Fundamentação
No ordenamento jurídico brasileiro, o dever de sustento dos filhos por pais separados é um princípio basilar, previsto tanto na Constituição Federal em seu art. 226, §5º e no Código Civil, art. 1.694 e seguintes. Esse dever, que abrange alimentação, moradia, educação, saúde e outras necessidades essenciais, permanece intacto após a separação, sendo frequentemente objeto de ações judiciais para garantir o equilíbrio entre as possibilidades dos genitores e as demandas dos menores.
Pensão alimentícia: Mais que alimentos
A pensão alimentícia, regulada pela Lei nº 5.478/68 e pelo Código Civil, não se limita à alimentação em sentido estrito. Ela engloba todas as despesas indispensáveis ao bem-estar da criança ou adolescente, incluindo a moradia. A fixação do valor ocorre com base no binômio necessidade-possibilidade, analisado caso a caso pelo juiz, que considera a condição financeira do alimentante e as demandas do alimentando.
Um questionamento recorrente no direito de família é se o genitor que paga pensão alimentícia, geralmente o pai em casos de guarda unilateral com a mãe, também deve arcar com uma parcela específica das despesas de moradia, como o aluguel, além do montante mensal já estipulado.

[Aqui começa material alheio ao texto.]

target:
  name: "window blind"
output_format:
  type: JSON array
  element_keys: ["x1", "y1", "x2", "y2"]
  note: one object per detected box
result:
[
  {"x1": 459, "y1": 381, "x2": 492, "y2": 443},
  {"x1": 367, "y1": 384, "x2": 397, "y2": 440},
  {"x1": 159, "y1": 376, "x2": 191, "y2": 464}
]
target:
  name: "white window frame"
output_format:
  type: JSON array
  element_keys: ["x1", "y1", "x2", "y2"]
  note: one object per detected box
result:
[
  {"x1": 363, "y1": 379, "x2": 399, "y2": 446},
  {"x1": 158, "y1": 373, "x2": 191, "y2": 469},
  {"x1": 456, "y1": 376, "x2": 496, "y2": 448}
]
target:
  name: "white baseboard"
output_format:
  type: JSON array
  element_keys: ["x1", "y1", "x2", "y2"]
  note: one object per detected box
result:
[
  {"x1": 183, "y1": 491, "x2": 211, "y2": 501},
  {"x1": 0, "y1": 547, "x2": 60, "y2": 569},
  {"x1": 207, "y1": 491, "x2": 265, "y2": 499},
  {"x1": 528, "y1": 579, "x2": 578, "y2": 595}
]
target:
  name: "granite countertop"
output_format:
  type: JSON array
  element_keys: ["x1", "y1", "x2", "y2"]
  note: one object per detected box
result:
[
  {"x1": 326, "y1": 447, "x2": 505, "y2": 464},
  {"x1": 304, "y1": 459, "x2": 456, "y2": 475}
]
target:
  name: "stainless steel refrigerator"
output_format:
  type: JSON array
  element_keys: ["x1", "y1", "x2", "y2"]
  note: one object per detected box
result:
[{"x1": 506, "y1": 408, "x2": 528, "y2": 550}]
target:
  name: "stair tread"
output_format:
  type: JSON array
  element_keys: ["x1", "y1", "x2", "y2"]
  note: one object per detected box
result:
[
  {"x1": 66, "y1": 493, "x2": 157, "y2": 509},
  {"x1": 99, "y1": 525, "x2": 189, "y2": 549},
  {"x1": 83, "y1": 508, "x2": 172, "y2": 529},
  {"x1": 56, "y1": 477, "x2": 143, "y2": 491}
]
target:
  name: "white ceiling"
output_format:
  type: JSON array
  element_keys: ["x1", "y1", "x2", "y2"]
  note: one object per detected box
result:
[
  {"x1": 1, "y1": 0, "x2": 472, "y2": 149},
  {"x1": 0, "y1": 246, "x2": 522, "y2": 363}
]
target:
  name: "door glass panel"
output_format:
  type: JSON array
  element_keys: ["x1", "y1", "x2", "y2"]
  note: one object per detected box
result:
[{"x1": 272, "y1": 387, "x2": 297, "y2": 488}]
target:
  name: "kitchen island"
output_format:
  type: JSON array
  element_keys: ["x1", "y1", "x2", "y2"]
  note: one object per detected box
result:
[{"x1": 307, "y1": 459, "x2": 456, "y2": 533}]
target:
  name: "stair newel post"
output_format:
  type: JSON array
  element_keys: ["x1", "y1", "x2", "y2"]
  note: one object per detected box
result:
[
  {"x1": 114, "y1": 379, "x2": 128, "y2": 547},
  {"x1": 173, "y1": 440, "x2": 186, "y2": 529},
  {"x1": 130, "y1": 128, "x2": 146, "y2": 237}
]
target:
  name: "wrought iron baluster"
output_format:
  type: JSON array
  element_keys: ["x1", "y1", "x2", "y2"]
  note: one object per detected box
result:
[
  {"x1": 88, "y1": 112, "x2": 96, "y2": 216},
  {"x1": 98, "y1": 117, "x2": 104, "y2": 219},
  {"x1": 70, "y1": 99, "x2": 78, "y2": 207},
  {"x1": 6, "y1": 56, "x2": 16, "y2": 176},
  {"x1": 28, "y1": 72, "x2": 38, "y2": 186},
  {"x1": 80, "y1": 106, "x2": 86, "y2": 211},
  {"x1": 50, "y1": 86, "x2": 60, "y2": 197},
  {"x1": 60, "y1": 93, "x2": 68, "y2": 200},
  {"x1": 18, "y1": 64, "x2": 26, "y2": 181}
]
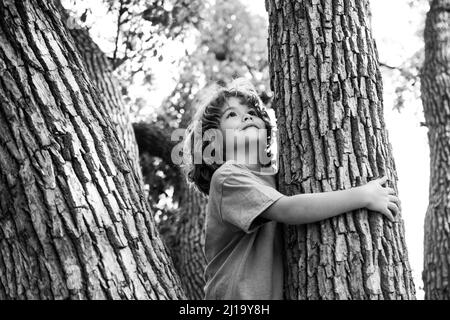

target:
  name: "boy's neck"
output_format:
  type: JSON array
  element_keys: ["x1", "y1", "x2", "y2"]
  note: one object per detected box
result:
[{"x1": 227, "y1": 152, "x2": 262, "y2": 171}]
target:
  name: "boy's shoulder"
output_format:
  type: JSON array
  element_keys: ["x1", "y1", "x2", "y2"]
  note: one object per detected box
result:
[{"x1": 211, "y1": 160, "x2": 248, "y2": 183}]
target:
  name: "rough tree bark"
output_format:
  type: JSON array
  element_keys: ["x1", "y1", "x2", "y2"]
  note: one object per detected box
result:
[
  {"x1": 70, "y1": 28, "x2": 141, "y2": 182},
  {"x1": 421, "y1": 0, "x2": 450, "y2": 300},
  {"x1": 266, "y1": 0, "x2": 415, "y2": 299},
  {"x1": 0, "y1": 0, "x2": 184, "y2": 299},
  {"x1": 133, "y1": 123, "x2": 207, "y2": 300}
]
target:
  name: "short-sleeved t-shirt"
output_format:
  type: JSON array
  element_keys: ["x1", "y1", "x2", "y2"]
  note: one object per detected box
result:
[{"x1": 205, "y1": 161, "x2": 283, "y2": 300}]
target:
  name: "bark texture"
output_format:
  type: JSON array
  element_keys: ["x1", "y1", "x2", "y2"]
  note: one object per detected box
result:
[
  {"x1": 170, "y1": 184, "x2": 208, "y2": 300},
  {"x1": 70, "y1": 28, "x2": 141, "y2": 182},
  {"x1": 421, "y1": 0, "x2": 450, "y2": 300},
  {"x1": 0, "y1": 0, "x2": 184, "y2": 299},
  {"x1": 266, "y1": 0, "x2": 415, "y2": 299},
  {"x1": 133, "y1": 123, "x2": 207, "y2": 300}
]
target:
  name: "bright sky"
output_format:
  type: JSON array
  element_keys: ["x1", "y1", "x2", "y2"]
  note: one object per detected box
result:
[
  {"x1": 250, "y1": 0, "x2": 430, "y2": 299},
  {"x1": 63, "y1": 0, "x2": 429, "y2": 299}
]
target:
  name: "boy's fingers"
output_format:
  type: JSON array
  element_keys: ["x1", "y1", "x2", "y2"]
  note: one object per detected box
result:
[
  {"x1": 388, "y1": 202, "x2": 399, "y2": 215},
  {"x1": 378, "y1": 176, "x2": 388, "y2": 185},
  {"x1": 386, "y1": 187, "x2": 395, "y2": 194},
  {"x1": 384, "y1": 209, "x2": 394, "y2": 221},
  {"x1": 389, "y1": 195, "x2": 400, "y2": 205}
]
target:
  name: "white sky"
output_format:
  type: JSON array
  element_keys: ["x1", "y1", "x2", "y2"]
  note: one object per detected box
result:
[
  {"x1": 62, "y1": 0, "x2": 429, "y2": 299},
  {"x1": 242, "y1": 0, "x2": 430, "y2": 299}
]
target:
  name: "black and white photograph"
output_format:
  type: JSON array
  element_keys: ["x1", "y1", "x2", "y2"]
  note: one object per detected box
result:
[{"x1": 0, "y1": 0, "x2": 444, "y2": 308}]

Moradia como parte do sustento
A jurisprudência brasileira reconhece a moradia como elemento essencial à dignidade do menor, podendo ser incluída na pensão ou tratada como obrigação complementar. Não há, contudo, uma regra fixa que determine a divisão igualitária (50%) dessas despesas, como o aluguel. O que prevalece é a análise judicial das circunstâncias concretas, como a renda de ambos os genitores e os custos reais da habitação dos filhos.
Decisão judicial na Comarca de Descalvado concede esse direito aos filhos menores
Um exemplo recente desse entendimento ocorreu na Comarca de Descalvado, interior de São Paulo. Em uma ação revisional de alimentos (Processo nº 1000628-74.2023.8.26.0160), cujo julgamento se deu em abril de 2025, que além determinar que o alimentante pague pensão alimentícia fixada em 30% de seu salário líquido (15% para cada filho) e custear o plano de saúde, também contribua com 50% das despesas de moradia dos filhos.
A ação foi proposta pelo escritório de advocacia Rodrigo Oliveira, que representou os menores. O sucesso no pleito reforça a possibilidade de o Judiciário reconhecer a moradia como parte integrante do dever de sustento, especialmente quando demonstrada a insuficiência da pensão para cobrir todas as despesas essenciais.
“A decisão proferida pela Vara da Comarca de Descalvado constitui um marco na garantia dos direitos dos menores, ao reconhecer que o dever de sustento, insculpido no ordenamento jurídico brasileiro, abrange não apenas a pensão alimentícia tradicional, mas também a responsabilidade compartilhada pela moradia digna dos filhos, em estrita observância ao princípio do melhor interesse da criança e à equidade entre os genitores“, salientou Dr. Rodrigo Oliveira.
Flexibilidade e o melhor interesse da criança
O caso de Descalvado ilustra a flexibilidade do direito de família brasileiro, que prioriza o melhor interesse da criança, conforme o Estatuto da Criança e do Adolescente – ECA, Lei nº 8.069/1990. Embora o Código Civil não imponha automaticamente a divisão de 50% do aluguel ou outras despesas de moradia, decisões como essa mostram que o juiz pode determinar tal obrigação quando as provas indicam sua necessidade e a capacidade financeira do alimentante.
O Superior Tribunal de Justiça – STJ, no Tema 192, consolidou o fato de que a pensão deve incidir sobre rendimentos como 13º salário e terço de férias, mas não há tema específico que verse sobre verbas indenizatórias, como FGTS e rescisórias.
Conclusão
A vitória obtida na Comarca de Descalvado destaca a importância da assessoria jurídica qualificada para garantir que os direitos dos filhos sejam plenamente assegurados. O precedente reforça que o pai pagante de pensão pode, sim, ser compelido a custear parte das despesas de moradia, como o aluguel ou financiamento, desde que isso seja essencial ao bem-estar dos menores e compatível com sua condição econômica. Trata-se de uma aplicação prática do princípio da igualdade de deveres entre os genitores, adaptada às realidades de cada família.